I slammed the door and walked to the atrium, where a group was already drinking on the balcony. Gunnar was there, on his second beer, and I found myself watching him, remembering our time below the water, what Yukiko had said. There was a bright sheen of red on the water, phosphorescent algae that traced the waves. Someone suggested a night dive. I was a little drunk already, and I ran to collect the waterproof flashlights and our gear, then joined the others on the beach, where Pragna and Gunnar were arguing.
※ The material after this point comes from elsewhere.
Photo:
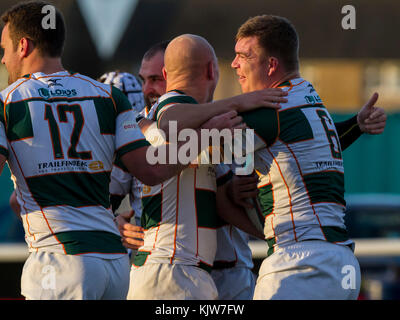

Pragna was holding Analia, her voice rising above the waves.

“Gunnar,” she said. “This is madness.”

“It’s perfectly safe,” he insisted, and I remembered the play of skeletal light on his skin as we stood together in the silent dome, his fingers on my leg as he made his clumsy sutures. The others had already gone as he stepped into the waves, and when Pragna called to him again he did not stop. After a moment I followed him, swimming to the beam of light he held. The waves crashed hard against the rocks and the currents pulled at us. I touched his arm.

“It’s Anna,” I said.

“Anna.”

“Gunnar!” Pragna’s voice came to us, broken by the waves, edged with anguish. “Gunnar! Please, Gunnar. You are frighten-ing me. Come back this instant! Gunnar! Do you hear me?”

“Ah, she is ruining it all,” he said, and there was anguish in his voice, too. “She wants to leave. She wants us all to leave.”

“No,” I said, trying to imagine staying here without him. “No, don’t, Gunnar. You can’t.”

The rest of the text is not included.